Sudanese protest leaders late Saturday said they accepted the creation of a civilian-majority governing body for a political transition in Sudan as proposed by an Ethiopian envoy.
The compromise blueprint suggests the creation of a 15-member governing body comprising of eight civilians and seven members of the military, they said.
The ruling military council has yet to give its decision on the Ethiopian proposal.
“We think that our acceptance of the proposal is a major leap towards meeting the goals of the revolution, which are freedom, peace and justice,” protest leader Babiker Faisal told reporters in a brief statement.
“It will put the country on the right track to create the transitional period that would usher in sustainable democracy.”
Of the eight civilians, seven will be from the umbrella protest movement the Alliance for Freedom and Change, another protest leader Amjad Farid had said earlier on Saturday.
A group of young protesters took to the streets in Khartoum’s twin city of Omdurman, chanting “free revolutionaries, we will keep on track.”
Ahmed, a 21-year old protester, said he would keep demonstrating until justice is served for his brother who was killed during the dispersal of the sit-in.
“I am burning inside. I want justice for my brother,” he said.
Several pick-up trucks packed with RSF were roaming around the area where the small demonstration was held in Omdurman.
Witnesses say protesters set tyres on fire in some streets in the city. Separately, a Sudanese court ordered telecoms operator Zain Sudan on Sunday to restore internet services, a lawyer said, after they were severed nearly three weeks ago when security forces dispersed protesters camping in central Khartoum.
Abdel-Adheem Hassan, a lawyer who filed his own case against Zain Sudan over the blackout, told Reuters the Khartoum District Court had ordered Zain to “immediately restore internet services to the country.”
Sudanese courts do not confirm or deny their rulings to the media.
Zain Sudan, a subsidiary of Zain Kuwait and the largest operator in Sudan, was not immediately able to comment on the matter on Sunday.
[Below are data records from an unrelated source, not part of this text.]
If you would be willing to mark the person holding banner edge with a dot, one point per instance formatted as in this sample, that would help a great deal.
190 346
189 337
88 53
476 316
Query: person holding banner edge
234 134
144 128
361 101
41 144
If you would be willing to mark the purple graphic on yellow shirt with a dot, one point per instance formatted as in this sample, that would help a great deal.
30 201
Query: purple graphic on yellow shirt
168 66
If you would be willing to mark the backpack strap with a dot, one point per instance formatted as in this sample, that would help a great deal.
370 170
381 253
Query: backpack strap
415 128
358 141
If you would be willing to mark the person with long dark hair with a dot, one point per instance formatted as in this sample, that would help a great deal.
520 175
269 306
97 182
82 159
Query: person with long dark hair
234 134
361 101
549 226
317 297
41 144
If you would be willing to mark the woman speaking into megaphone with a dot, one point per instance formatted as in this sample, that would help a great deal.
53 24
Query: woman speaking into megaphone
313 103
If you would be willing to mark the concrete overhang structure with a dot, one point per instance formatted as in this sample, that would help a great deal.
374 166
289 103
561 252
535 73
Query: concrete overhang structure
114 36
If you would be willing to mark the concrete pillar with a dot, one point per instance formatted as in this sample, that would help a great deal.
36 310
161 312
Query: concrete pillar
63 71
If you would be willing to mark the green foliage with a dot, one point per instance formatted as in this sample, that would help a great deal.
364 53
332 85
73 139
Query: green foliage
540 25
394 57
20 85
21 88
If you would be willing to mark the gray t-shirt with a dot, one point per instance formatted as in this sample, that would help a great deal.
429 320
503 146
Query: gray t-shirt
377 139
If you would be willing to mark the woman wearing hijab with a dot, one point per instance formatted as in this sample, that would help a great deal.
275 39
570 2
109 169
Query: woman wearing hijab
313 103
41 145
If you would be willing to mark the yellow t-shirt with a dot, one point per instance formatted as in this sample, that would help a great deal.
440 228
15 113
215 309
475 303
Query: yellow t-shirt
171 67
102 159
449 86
Hassan said a Zain representative had told the court in response to the petition that the company had been ordered verbally by “high authorities” to cut the internet.
A source at Zain said that the telecoms regulator had ordered the internet outage and demanded that they be added as a party to the case in an appeal.
Sudanese officials could not be reached for comment and it was unclear what impact Sunday’s court order would have.
General Salah Abdel-Khaleq, a member of Sudan’s Transitional Military Council, told the BBC Arabic service in an interview this month that internet services would be restored once those talks resumed.
The current blackout, which began on June 3, has resulted in a “near-total loss of access” for mobile and fixed line connections for most ordinary users, though connectivity had improved from 2 per cent to 10 per cent of normal levels by last Thursday, said Alp Toker of NetBlocks, a digital rights NGO.
“Data indicate that Sudan’s current internet restrictions remain more severe than those observed during the rule of Omar Al Bashir, including those applied in the final days of the regime,” Toker said in an email.
The blackout has hampered the speed and effectiveness of humanitarian operations, said Rick Brennan, regional emergencies director at the World Health Organization (WHO).
Days after the crackdown, Ethiopian Prime Minister Abiy Ahmed led the mediation between the two sides.
In previous talks before the June 3 crackdown, protest leaders and the generals had agreed on a three-year transition period and to form a 300-member parliament, with two-third lawmakers from the protest movement.
But the deputy chief of the ruling transitional military council, General Mohamed Hamdan Dagalo, dismissed that the umbrella alliance would get two-third of the lawmakers.
Dagalo, speaking at a rally of his supporters in a village outside of Khartoum, said it is “not possible” for the alliance to take two-third of parliament.